Le Conseil récuse cette interprétation. La liberté du mariage s'exerce, comme beaucoup d'autres libertés, dans le cadre des lois qui la réglementent. Le législateur peut donc librement établir un contrôle a priori, permettant d'apprécier l'effectivité du consentement des époux.
Un contrôle a priori
Depuis la loi Maîtrise de l'immigration du 13 août 1993, le parquet peut former opposition au mariage dans tous les cas d'éventuelle nullité. Ce principe était déjà acquis dans le cas des mariages blancs, dans lesquels les époux poursuivent un but étranger à l'union matrimoniale, puisqu'il s'agit généralement d'acquérir un titre de séjour, voire la nationalité française. Dans sa décision rendue sur QPC le 30 mars 2012, le Conseil admet la conformité à la Constitution de cette intervention du procureur de la république, faisant du détournement de finalité un vice du consentement.
La décision du 12 juin 2012 reprend exactement ce raisonnement. Le Conseil constitutionnel considère que l'intervention du Procureur pour empêcher un mariage forcé se justifie par la non conformité de ce type d'union à l'ordre public français.
Cette jurisprudence est très proche de celle de la Cour européenne des droits de l'homme. Dans un arrêt du 18 décembre 1987, F. c. Suisse, celle-ci précise que la loi peut restreindre le droit au mariage, à la condition toutefois qu'il ne soit pas atteint dans sa substance même. Plus tard, une décision de la Commission européenne des droits de l'homme du 16 octobre 1996 Dagan et Sonia Sanders c. France considère comme licite une ingérence du législateur dans la liberté du mariage, dès lors que les règles édictées ont pour objet de lutter contre les mariages blancs.

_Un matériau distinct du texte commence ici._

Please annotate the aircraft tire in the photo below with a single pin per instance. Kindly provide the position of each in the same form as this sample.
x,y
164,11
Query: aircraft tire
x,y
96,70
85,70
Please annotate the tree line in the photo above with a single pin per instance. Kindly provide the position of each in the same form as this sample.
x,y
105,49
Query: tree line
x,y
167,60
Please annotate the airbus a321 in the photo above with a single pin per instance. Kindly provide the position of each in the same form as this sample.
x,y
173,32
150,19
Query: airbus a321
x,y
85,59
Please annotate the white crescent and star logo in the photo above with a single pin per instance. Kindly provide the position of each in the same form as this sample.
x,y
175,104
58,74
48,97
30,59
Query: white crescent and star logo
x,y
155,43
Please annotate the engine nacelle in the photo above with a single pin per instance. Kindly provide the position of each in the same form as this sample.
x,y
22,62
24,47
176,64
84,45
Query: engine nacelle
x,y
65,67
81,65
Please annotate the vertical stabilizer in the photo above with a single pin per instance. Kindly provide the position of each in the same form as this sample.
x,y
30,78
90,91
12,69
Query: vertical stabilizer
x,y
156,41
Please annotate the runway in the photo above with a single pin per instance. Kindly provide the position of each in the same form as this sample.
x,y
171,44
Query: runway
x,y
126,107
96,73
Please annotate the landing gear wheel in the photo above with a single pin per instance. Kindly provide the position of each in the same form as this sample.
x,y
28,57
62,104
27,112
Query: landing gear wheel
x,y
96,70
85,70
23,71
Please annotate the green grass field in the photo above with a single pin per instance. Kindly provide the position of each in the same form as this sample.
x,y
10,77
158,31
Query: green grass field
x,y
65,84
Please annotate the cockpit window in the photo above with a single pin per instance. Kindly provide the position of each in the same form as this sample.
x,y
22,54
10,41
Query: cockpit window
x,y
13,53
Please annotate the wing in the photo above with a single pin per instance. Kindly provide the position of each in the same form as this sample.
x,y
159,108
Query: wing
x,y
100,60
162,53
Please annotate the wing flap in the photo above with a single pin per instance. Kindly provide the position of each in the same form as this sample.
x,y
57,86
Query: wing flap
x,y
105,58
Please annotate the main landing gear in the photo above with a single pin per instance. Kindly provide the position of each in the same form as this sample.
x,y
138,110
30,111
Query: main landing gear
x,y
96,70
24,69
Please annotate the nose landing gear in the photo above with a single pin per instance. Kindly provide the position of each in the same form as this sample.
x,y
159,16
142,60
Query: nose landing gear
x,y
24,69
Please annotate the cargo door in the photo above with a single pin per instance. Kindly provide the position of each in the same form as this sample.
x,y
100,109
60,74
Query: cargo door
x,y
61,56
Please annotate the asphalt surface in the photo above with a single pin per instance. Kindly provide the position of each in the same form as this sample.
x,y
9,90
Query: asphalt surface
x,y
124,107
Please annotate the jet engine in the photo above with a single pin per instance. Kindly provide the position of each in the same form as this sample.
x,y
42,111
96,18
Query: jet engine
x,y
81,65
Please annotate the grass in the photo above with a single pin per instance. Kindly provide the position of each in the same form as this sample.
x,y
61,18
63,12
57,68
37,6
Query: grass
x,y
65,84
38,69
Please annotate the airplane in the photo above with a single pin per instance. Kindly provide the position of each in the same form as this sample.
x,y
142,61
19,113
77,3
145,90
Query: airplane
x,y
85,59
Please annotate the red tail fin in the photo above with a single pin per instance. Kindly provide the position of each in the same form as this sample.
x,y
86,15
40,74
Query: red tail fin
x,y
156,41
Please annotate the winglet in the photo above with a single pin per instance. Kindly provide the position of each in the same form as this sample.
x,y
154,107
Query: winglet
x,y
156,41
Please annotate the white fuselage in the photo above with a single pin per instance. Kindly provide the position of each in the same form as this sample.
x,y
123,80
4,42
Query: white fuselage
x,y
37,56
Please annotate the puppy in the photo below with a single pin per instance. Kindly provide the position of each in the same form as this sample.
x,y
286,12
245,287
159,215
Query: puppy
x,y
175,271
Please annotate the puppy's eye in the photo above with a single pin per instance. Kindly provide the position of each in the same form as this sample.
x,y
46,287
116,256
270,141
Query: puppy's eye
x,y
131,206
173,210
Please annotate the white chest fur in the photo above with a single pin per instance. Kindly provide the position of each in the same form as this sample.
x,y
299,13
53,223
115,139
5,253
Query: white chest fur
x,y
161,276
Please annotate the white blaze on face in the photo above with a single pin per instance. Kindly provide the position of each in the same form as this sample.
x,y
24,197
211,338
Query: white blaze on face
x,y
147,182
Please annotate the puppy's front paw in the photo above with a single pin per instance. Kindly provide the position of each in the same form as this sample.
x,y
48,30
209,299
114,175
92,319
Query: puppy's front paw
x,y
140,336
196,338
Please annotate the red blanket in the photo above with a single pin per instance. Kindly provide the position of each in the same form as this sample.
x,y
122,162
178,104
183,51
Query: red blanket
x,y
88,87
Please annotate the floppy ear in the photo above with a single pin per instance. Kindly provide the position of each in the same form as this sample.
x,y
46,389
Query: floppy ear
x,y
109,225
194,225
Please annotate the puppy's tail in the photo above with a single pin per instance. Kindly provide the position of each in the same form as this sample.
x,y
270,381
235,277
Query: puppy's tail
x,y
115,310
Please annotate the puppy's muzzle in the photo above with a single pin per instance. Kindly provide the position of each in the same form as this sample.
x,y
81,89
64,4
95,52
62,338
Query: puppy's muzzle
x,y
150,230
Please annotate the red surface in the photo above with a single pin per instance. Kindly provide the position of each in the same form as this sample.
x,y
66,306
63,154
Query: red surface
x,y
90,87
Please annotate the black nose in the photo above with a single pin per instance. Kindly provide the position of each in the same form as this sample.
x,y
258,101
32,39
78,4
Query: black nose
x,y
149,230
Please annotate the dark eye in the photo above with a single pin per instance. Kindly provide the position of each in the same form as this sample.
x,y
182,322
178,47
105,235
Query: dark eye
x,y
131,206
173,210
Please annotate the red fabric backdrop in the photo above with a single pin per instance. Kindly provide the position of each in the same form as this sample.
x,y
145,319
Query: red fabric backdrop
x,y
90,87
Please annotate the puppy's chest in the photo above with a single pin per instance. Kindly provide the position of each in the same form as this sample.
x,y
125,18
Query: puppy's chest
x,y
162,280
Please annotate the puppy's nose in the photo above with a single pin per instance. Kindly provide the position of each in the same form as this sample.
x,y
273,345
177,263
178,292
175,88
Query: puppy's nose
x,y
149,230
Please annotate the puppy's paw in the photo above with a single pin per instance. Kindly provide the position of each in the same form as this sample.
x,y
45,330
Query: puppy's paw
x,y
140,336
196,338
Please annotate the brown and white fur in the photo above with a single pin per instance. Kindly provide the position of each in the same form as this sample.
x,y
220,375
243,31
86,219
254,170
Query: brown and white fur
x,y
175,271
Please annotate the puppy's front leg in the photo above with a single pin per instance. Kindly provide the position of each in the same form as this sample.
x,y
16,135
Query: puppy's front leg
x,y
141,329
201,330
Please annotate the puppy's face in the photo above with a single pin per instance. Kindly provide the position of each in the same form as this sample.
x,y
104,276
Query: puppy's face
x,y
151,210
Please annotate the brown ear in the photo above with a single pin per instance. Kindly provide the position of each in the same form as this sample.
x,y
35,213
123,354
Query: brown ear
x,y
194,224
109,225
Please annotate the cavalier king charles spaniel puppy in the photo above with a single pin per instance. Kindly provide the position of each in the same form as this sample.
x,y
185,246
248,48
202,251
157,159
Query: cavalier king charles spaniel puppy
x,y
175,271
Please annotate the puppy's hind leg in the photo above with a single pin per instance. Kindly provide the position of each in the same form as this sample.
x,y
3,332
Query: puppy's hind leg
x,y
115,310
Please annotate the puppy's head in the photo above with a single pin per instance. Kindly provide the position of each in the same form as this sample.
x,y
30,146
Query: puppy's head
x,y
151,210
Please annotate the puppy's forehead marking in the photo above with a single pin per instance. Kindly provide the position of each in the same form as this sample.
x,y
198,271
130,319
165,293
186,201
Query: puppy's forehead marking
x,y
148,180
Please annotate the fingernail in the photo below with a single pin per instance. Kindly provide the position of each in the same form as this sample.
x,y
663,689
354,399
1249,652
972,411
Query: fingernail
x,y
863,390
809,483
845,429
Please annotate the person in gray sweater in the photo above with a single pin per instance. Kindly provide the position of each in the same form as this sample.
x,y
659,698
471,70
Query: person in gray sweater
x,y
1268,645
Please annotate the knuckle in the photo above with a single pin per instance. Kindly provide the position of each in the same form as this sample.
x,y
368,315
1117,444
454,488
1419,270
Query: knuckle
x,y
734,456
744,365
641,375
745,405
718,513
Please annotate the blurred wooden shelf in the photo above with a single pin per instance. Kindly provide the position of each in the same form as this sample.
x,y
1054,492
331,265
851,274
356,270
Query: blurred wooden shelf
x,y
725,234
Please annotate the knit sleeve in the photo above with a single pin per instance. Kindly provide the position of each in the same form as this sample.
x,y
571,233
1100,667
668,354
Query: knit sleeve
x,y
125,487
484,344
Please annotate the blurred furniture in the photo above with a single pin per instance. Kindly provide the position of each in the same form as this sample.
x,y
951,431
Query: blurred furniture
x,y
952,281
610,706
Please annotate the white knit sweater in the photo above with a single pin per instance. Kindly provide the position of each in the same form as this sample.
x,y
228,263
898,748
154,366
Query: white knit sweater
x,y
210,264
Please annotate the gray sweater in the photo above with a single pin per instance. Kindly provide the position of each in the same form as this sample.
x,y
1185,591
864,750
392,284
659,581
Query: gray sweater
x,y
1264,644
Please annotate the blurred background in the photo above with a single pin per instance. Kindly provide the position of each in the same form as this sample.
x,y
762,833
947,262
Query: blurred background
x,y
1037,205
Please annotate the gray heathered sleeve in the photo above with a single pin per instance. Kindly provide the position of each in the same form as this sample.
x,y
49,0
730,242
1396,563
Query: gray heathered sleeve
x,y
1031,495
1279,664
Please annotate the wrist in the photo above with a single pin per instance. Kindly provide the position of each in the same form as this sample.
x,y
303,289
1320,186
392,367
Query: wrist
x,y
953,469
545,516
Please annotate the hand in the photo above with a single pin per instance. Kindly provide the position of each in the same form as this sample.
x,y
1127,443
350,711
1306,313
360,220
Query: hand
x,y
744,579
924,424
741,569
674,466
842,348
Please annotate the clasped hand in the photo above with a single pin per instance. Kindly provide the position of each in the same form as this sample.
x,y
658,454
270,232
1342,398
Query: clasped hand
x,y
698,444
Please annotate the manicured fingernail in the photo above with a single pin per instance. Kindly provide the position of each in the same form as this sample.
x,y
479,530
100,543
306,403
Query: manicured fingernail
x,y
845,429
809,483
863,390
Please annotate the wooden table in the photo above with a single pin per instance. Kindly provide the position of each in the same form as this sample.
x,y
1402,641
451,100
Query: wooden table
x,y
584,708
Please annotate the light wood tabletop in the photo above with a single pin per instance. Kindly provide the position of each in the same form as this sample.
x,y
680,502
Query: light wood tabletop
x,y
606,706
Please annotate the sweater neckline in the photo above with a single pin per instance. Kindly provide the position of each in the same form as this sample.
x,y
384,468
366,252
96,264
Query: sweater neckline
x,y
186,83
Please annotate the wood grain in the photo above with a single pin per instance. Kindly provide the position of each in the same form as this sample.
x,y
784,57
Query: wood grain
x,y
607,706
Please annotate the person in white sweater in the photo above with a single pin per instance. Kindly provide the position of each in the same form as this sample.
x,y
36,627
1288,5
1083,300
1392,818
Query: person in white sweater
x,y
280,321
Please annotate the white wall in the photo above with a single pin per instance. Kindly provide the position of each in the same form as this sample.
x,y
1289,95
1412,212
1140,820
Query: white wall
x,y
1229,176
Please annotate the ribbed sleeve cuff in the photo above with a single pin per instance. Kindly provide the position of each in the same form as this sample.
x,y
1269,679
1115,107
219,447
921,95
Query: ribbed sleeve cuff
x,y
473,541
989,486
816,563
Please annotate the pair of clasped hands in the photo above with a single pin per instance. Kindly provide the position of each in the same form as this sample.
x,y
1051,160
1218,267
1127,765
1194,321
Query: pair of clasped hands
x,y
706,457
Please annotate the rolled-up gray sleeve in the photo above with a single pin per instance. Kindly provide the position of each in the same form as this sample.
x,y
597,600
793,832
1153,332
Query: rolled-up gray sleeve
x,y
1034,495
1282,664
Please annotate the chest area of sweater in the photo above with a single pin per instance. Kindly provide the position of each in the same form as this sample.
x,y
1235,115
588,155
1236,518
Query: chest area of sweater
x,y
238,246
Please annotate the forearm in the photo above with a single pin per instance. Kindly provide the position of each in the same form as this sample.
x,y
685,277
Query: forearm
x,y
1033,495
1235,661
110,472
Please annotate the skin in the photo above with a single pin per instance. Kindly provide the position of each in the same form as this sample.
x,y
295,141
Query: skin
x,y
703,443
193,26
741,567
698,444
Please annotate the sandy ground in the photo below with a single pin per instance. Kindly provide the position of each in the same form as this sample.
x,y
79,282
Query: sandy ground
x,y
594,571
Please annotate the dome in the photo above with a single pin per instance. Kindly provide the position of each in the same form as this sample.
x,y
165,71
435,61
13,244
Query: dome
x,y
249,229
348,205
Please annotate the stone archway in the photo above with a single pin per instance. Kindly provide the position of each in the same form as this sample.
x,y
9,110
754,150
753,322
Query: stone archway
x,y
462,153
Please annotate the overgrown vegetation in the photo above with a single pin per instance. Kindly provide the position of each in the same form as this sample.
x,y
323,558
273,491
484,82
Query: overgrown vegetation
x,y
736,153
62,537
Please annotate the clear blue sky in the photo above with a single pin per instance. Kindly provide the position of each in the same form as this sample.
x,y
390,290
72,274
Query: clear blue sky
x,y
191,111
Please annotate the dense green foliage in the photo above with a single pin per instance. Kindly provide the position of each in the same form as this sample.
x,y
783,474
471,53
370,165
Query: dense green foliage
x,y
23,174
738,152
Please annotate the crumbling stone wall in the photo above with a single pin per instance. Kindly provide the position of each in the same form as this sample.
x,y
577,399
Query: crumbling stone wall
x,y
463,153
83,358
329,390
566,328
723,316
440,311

Le terme d'ingérence, issu de la Convention européenne, est particulièrement bien choisi dans ce cas. Les dispositions qui autorisent le procureur de la république à contrôler la réalité du consentement, et donc à empêcher un mariage forcé, constituent certes une ingérence, mais certainement pas une restriction à la liberté du mariage. C'est au contraire la condition de son libre exercice.